Narcissism as a collective force, he maintains, is aggressive, intolerant and exploitative. It is a death cult. It elevates objects above people. In a society of spectacle, a society of Facebook, Instagram, YouTube and TikTok, everyone is rendered a commodity. Materialism and consumerism are manifestations of narcissism as is malignant, ostentatious individualism.

Vaknin is apocalyptic about the risks narcissism poses for our civilisation. Left unbridled and unconstrained and elevated ideologically, – which so many of its manifestations increasingly are in our culture and politics – it can bring about Armageddon in more than one way. The rise of narcissism is inexorable, he feels. For him it is comparable to climate change and to the shift in gender roles in terms of its potential to destroy the human race as we know it.

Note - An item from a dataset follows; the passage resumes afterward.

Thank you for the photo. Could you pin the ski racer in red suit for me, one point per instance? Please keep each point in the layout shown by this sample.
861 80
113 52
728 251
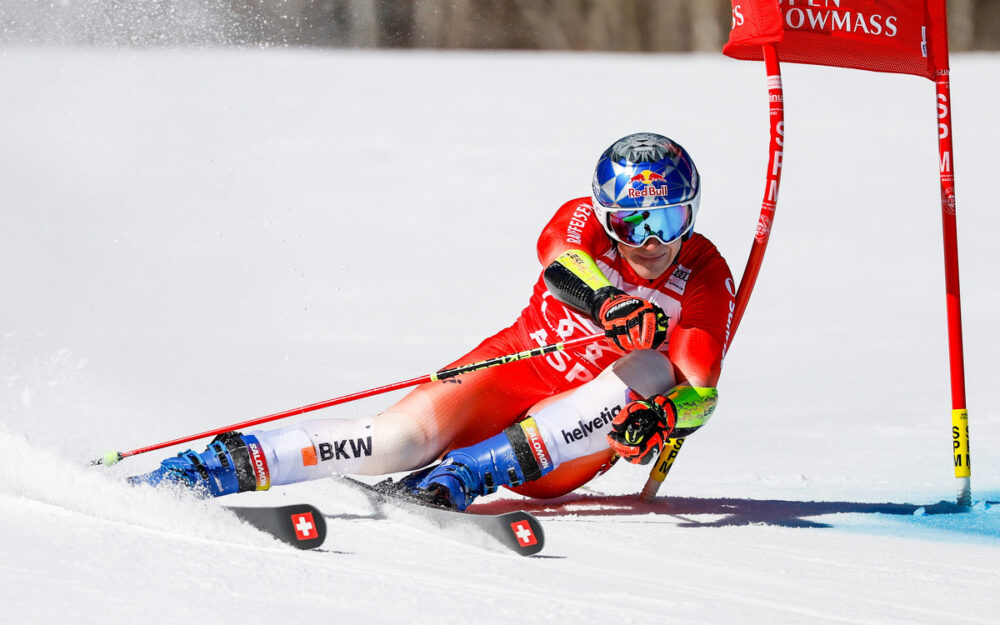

Are we really in as perilous a state as Vaknin envisages? There is no doubt that the critical institutions which maintain our civilisation – academe, media of communication, government  and even Christian churches – are worryingly infiltrated by this pathological blindness. However, so many of these corrupting and anti-human ideologies in the past have carried within themselves the seeds of their own destruction, that there are surely grounds for hope that this one will also consume itself. The destructive forces unleashed by the French Revolution, wrecking as they did fundamental human institutions of Church and State,  appalled Edmund Burke. Sadly he did not live to see that monster devouring itself or the ultimate taming of its remnants following over two decades of murderous war. Marxist communism ultimately imploded under the sheer weight of its own anti-human prescriptions. Narcissism, pathologically slippery as it is, will hopefully be eventually rendered harmless by human resilience and the antibody of common sense. Our race has a costly but good record in dealing with the multiple existential threats which it has had to deal with throughout our history.